Ilustrasi sengketa di Laut China Selatan. (REUTERS/Nguyen Minh)
"Mungkin kita tidak akan bisa sampai pada kode etik yang mengikat secara hukum," kata Locsin dalam konferensi pers di Kota Davao, Filipina, sebagaimana dilansir Reuters, Senin (29/10).
"Tapi, itu akan menjadi standar tentang bagaimana negara-negara ASEAN, pemerintah ASEAN berperilaku satu sama lain dengan hormat, tidak pernah agresi, dan selalu mendukung untuk kemajuan bersama," lanjut dia.
Locsin menyatakan hal itu selepas mengadakan pembicaraan dengan Menteri Luar Negeri China, Wang Yi.
Pada tahun ini, ASEAN dan China memulai negosiasi agar dapat meredakan ketegangan terkait sengketa Laut China Selatan. Sebab kawasan perairan itu sangat padat di mana sekitar US$3 triliun komoditas dibawa melewati zona itu setiap tahunnya.

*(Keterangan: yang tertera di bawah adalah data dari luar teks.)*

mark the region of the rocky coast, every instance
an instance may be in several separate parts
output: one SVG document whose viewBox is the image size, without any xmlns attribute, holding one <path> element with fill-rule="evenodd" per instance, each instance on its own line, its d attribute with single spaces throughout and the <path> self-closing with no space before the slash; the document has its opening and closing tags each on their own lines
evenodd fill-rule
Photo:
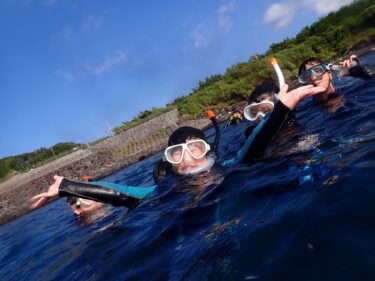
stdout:
<svg viewBox="0 0 375 281">
<path fill-rule="evenodd" d="M 46 191 L 54 175 L 79 180 L 87 175 L 101 179 L 160 151 L 177 127 L 189 125 L 206 129 L 207 118 L 180 122 L 178 111 L 172 110 L 87 149 L 80 149 L 27 173 L 0 184 L 0 224 L 30 212 L 29 199 Z"/>
</svg>

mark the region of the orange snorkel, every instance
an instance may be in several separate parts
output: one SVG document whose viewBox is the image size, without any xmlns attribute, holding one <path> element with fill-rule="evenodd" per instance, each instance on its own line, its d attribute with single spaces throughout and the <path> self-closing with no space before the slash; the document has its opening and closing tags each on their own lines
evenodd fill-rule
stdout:
<svg viewBox="0 0 375 281">
<path fill-rule="evenodd" d="M 211 109 L 207 110 L 207 117 L 211 120 L 216 132 L 214 143 L 211 145 L 211 151 L 217 154 L 217 149 L 219 147 L 219 141 L 221 137 L 221 130 L 219 125 L 217 124 L 215 113 Z"/>
</svg>

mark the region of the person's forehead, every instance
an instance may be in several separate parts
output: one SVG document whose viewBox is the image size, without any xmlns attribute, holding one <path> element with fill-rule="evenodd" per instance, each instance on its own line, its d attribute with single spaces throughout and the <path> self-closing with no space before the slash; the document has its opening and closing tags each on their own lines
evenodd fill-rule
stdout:
<svg viewBox="0 0 375 281">
<path fill-rule="evenodd" d="M 197 138 L 197 137 L 189 137 L 186 139 L 186 142 L 192 142 L 192 141 L 197 141 L 197 140 L 202 140 L 202 139 Z"/>
<path fill-rule="evenodd" d="M 250 104 L 255 104 L 255 103 L 260 103 L 260 102 L 264 102 L 264 101 L 273 101 L 272 97 L 270 97 L 269 95 L 261 95 L 256 101 L 252 101 Z"/>
</svg>

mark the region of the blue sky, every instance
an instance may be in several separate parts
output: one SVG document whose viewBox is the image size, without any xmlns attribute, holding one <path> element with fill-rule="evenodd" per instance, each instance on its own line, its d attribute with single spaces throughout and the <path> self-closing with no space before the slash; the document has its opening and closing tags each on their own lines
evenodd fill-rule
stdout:
<svg viewBox="0 0 375 281">
<path fill-rule="evenodd" d="M 0 0 L 0 158 L 88 143 L 351 0 Z"/>
</svg>

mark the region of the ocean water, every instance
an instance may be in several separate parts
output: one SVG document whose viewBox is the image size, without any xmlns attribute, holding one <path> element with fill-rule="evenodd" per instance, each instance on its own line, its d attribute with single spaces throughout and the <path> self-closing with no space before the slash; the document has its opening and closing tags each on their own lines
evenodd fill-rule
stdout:
<svg viewBox="0 0 375 281">
<path fill-rule="evenodd" d="M 169 177 L 130 213 L 76 219 L 60 199 L 1 226 L 0 280 L 374 280 L 375 81 L 336 82 L 253 165 Z M 220 160 L 247 126 L 222 132 Z M 161 155 L 105 180 L 152 185 Z"/>
</svg>

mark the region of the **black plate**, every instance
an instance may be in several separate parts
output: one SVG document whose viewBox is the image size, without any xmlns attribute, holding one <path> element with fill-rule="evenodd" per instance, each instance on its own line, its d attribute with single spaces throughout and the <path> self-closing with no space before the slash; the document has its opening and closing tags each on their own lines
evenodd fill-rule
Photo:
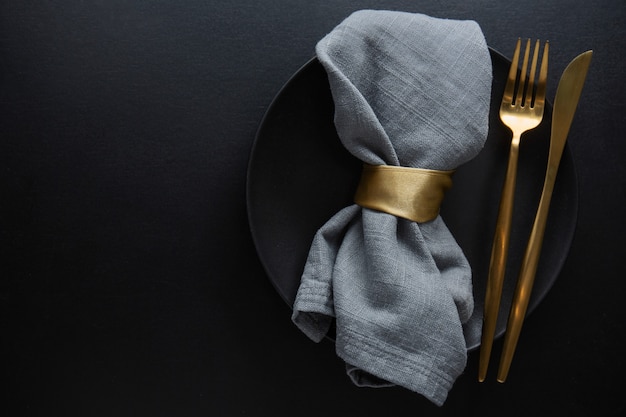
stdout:
<svg viewBox="0 0 626 417">
<path fill-rule="evenodd" d="M 490 50 L 493 88 L 489 137 L 481 153 L 459 167 L 442 217 L 473 271 L 474 314 L 464 326 L 468 349 L 480 345 L 485 283 L 510 131 L 498 117 L 510 61 Z M 333 125 L 326 73 L 313 58 L 282 88 L 261 123 L 248 167 L 247 204 L 259 258 L 280 296 L 293 305 L 315 232 L 352 204 L 361 161 L 342 147 Z M 496 329 L 504 333 L 519 264 L 537 208 L 547 163 L 552 108 L 522 138 L 507 275 Z M 576 227 L 578 194 L 566 146 L 552 197 L 542 256 L 528 312 L 556 280 Z"/>
</svg>

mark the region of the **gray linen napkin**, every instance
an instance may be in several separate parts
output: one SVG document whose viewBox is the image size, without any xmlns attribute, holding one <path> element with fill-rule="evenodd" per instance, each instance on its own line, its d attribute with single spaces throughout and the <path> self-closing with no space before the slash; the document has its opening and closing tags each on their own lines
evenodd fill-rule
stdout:
<svg viewBox="0 0 626 417">
<path fill-rule="evenodd" d="M 316 47 L 343 145 L 372 165 L 450 170 L 487 138 L 491 58 L 475 22 L 355 12 Z M 316 234 L 293 321 L 359 386 L 400 385 L 443 404 L 465 369 L 471 269 L 438 216 L 415 223 L 352 205 Z"/>
</svg>

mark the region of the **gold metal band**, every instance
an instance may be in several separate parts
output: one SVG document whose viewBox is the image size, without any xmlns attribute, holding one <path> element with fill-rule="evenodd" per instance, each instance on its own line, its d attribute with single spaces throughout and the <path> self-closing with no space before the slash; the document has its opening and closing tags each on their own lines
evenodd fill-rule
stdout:
<svg viewBox="0 0 626 417">
<path fill-rule="evenodd" d="M 354 202 L 361 207 L 424 223 L 434 220 L 454 171 L 363 165 Z"/>
</svg>

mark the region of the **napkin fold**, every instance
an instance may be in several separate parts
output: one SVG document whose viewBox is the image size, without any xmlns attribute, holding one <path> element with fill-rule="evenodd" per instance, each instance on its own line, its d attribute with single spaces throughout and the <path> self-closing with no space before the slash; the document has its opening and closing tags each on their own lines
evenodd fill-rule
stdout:
<svg viewBox="0 0 626 417">
<path fill-rule="evenodd" d="M 316 46 L 343 145 L 371 165 L 455 169 L 487 138 L 491 58 L 480 27 L 393 11 L 350 15 Z M 351 205 L 311 244 L 294 323 L 359 386 L 442 405 L 465 369 L 471 268 L 440 216 L 416 223 Z"/>
</svg>

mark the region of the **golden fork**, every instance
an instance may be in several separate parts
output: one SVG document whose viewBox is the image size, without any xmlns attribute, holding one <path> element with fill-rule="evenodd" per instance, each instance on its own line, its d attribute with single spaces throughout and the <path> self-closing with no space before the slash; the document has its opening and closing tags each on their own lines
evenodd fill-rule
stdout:
<svg viewBox="0 0 626 417">
<path fill-rule="evenodd" d="M 521 39 L 517 40 L 515 52 L 513 53 L 513 61 L 511 62 L 509 76 L 500 105 L 500 120 L 511 129 L 513 137 L 511 139 L 509 161 L 500 199 L 496 232 L 491 249 L 489 277 L 487 278 L 487 292 L 485 294 L 485 309 L 483 313 L 483 329 L 478 365 L 478 380 L 481 382 L 485 380 L 487 368 L 489 367 L 491 347 L 493 345 L 498 311 L 500 309 L 500 298 L 502 297 L 502 285 L 504 282 L 509 236 L 511 233 L 511 218 L 513 214 L 520 139 L 524 132 L 537 127 L 543 119 L 543 110 L 546 101 L 546 82 L 548 78 L 549 44 L 546 42 L 544 45 L 539 79 L 537 80 L 535 88 L 539 46 L 540 42 L 537 40 L 532 63 L 530 65 L 530 73 L 527 75 L 528 59 L 530 56 L 530 39 L 526 41 L 524 61 L 518 78 Z"/>
</svg>

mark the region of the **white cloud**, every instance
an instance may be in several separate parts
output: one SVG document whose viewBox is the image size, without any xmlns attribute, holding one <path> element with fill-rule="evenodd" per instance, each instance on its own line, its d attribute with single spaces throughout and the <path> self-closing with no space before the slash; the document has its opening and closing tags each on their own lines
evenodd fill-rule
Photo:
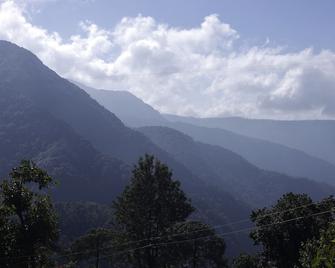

Locsin tidak menyampaikan pernyataannya secara detail terkait alasan dirinya meragukan kesepakatan yang akan dicapai.
China merupakan negara yang mengklaim hampir seluruh wilayah Laut China Selatan. Mereka bahkan telah membuat pulau buatan dan mendirikan pangkalan militer.
Brunei, Malaysia, Filipina, Taiwan, dan Vietnam juga memiliki klaim di wilayah itu yang dinilai memiliki jumlah potensi penangkapan ikan sangat besar.
Australia, Jepang, dan AS telah mendesak ASEAN dan China guna memastikan kode etik tersebut benar-benar dapat mengikat secara hukum.
Sementara itu, para kritikus mengatakan keraguan itu muncul karena adanya kegagalan terkait efektifitas kode etik jika itu ditegakkan.
Para diplomat China memastikan bahwa ASEAN akan mematuhi apa pun yang akan disepakati dalam negosiasi yang sedang berlangsung.
China berharap negosiasi mengenai masalah ini dapat diselesaikan pada 2021.
Wang juga meyakinkan bahwa Filipina tidak akan menjadi ancaman bagi negara tetangganya yang lebih kecil.
"China tidak pernah dan tidak akan menjadi saingan bagi Filipina," katanya saat membahas kunjungan presiden Xi Jinping ke Manila pada bulan depan.